An attorney for Mangum did not return a call seeking comment. The district attorney's office declined to discuss the case.
Friends said Mangum has never recovered from the stigma brought by the lacrosse case and has been involved in a string of questionable relationships in an attempt to provide stability for her children.
Mangum, who is black, falsely accused the white lacrosse players of raping her at a 2006 party for which she was hired to perform as a stripper. The case heightened long-standing tensions in Durham about race, class and the privileged status of college athletes.
The district attorney who championed Mangum's claims was later disbarred.
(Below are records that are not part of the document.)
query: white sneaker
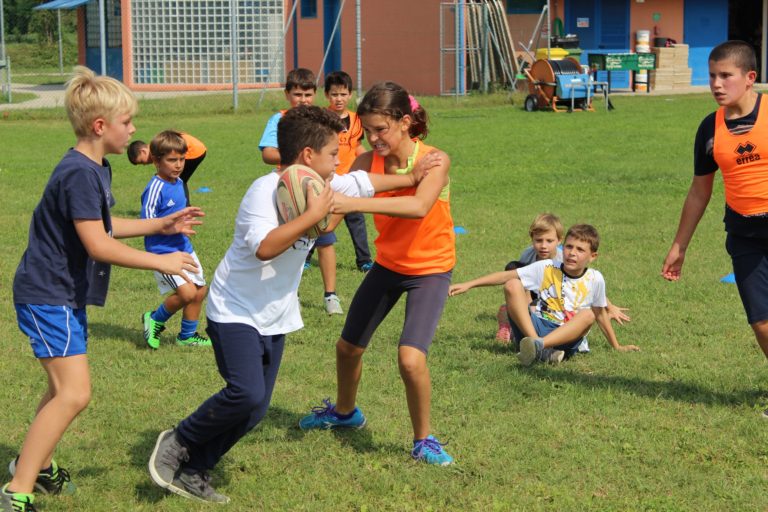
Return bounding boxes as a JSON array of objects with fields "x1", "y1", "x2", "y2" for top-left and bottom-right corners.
[
  {"x1": 325, "y1": 293, "x2": 344, "y2": 315},
  {"x1": 547, "y1": 350, "x2": 565, "y2": 364}
]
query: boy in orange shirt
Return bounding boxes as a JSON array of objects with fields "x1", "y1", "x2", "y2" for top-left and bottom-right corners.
[
  {"x1": 259, "y1": 68, "x2": 344, "y2": 315},
  {"x1": 325, "y1": 71, "x2": 373, "y2": 272},
  {"x1": 661, "y1": 41, "x2": 768, "y2": 418}
]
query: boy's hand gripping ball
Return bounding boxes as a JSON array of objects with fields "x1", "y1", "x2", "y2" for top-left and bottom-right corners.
[{"x1": 275, "y1": 164, "x2": 331, "y2": 238}]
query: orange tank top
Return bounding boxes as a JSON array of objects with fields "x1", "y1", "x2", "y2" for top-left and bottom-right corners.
[
  {"x1": 181, "y1": 132, "x2": 206, "y2": 160},
  {"x1": 336, "y1": 111, "x2": 363, "y2": 174},
  {"x1": 712, "y1": 102, "x2": 768, "y2": 216},
  {"x1": 370, "y1": 142, "x2": 456, "y2": 275}
]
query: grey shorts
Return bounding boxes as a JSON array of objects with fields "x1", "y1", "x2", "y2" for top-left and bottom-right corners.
[{"x1": 341, "y1": 263, "x2": 451, "y2": 354}]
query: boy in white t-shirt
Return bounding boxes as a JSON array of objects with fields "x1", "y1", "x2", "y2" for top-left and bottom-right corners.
[
  {"x1": 448, "y1": 224, "x2": 640, "y2": 366},
  {"x1": 149, "y1": 106, "x2": 436, "y2": 503}
]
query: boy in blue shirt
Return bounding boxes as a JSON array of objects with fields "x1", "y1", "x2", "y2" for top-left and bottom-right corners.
[
  {"x1": 0, "y1": 66, "x2": 203, "y2": 512},
  {"x1": 141, "y1": 130, "x2": 211, "y2": 349}
]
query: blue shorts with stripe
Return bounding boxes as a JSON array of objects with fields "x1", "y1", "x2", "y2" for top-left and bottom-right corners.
[{"x1": 15, "y1": 303, "x2": 88, "y2": 359}]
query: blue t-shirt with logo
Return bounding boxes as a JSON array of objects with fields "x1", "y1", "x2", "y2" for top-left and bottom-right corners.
[
  {"x1": 13, "y1": 149, "x2": 115, "y2": 308},
  {"x1": 141, "y1": 176, "x2": 192, "y2": 254}
]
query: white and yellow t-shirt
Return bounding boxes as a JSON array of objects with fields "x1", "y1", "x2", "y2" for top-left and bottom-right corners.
[{"x1": 517, "y1": 260, "x2": 608, "y2": 324}]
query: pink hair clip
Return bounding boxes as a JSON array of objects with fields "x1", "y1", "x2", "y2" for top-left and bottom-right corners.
[{"x1": 408, "y1": 94, "x2": 420, "y2": 112}]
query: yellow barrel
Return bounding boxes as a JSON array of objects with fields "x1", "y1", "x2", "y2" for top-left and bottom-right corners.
[{"x1": 536, "y1": 48, "x2": 568, "y2": 60}]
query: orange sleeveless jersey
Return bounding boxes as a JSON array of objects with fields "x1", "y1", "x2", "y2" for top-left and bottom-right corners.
[
  {"x1": 371, "y1": 142, "x2": 456, "y2": 275},
  {"x1": 712, "y1": 102, "x2": 768, "y2": 216},
  {"x1": 181, "y1": 132, "x2": 206, "y2": 160},
  {"x1": 336, "y1": 111, "x2": 363, "y2": 174}
]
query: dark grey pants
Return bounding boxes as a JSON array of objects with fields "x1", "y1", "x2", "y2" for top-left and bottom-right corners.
[{"x1": 176, "y1": 318, "x2": 285, "y2": 472}]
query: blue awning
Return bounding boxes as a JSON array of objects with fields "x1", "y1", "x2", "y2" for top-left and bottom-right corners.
[{"x1": 34, "y1": 0, "x2": 90, "y2": 9}]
North Carolina's attorney general eventually declared the players innocent of a "tragic rush to accuse."
Prosecutors declined to press charges for the false accusations, but Mangum's bizarre legal troubles continued.
Last year, she was convicted on misdemeanor charges after setting a fire that nearly torched her home with her three children inside. In a videotaped police interrogation, she told officers she got into a confrontation with her boyfriend at the time — not Daye — and burned his clothes, smashed his car windshield and threatened to stab him.
A federal judge recently ruled the three players accused of rape — Reade Seligmann, Collin Finnerty and Dave Evans — can pursue a lawsuit against former District Attorney Mike Nifong and the police investigators who handled their case. The players have not sued Mangum.
Vincent Clark, a friend who co-authored Mangum's self-published memoir, said he hopes people don't rush to judgment — echoing one of the oft-cited lessons of the lacrosse case itself.
Clark said Mangum realizes she has mental health problems.
"I'm sad for her. I hope people realize how difficult it is being her," Clark said.
Even when Daye's nephew talked to a 911 dispatcher after the stabbing, he referenced the notoriety Mangum still carries.
"It's Crystal Mangum. THE Crystal Mangum," said the nephew, whose name was removed from a publicly-released version of the emergency call. "I told him she was trouble from the damn beginning."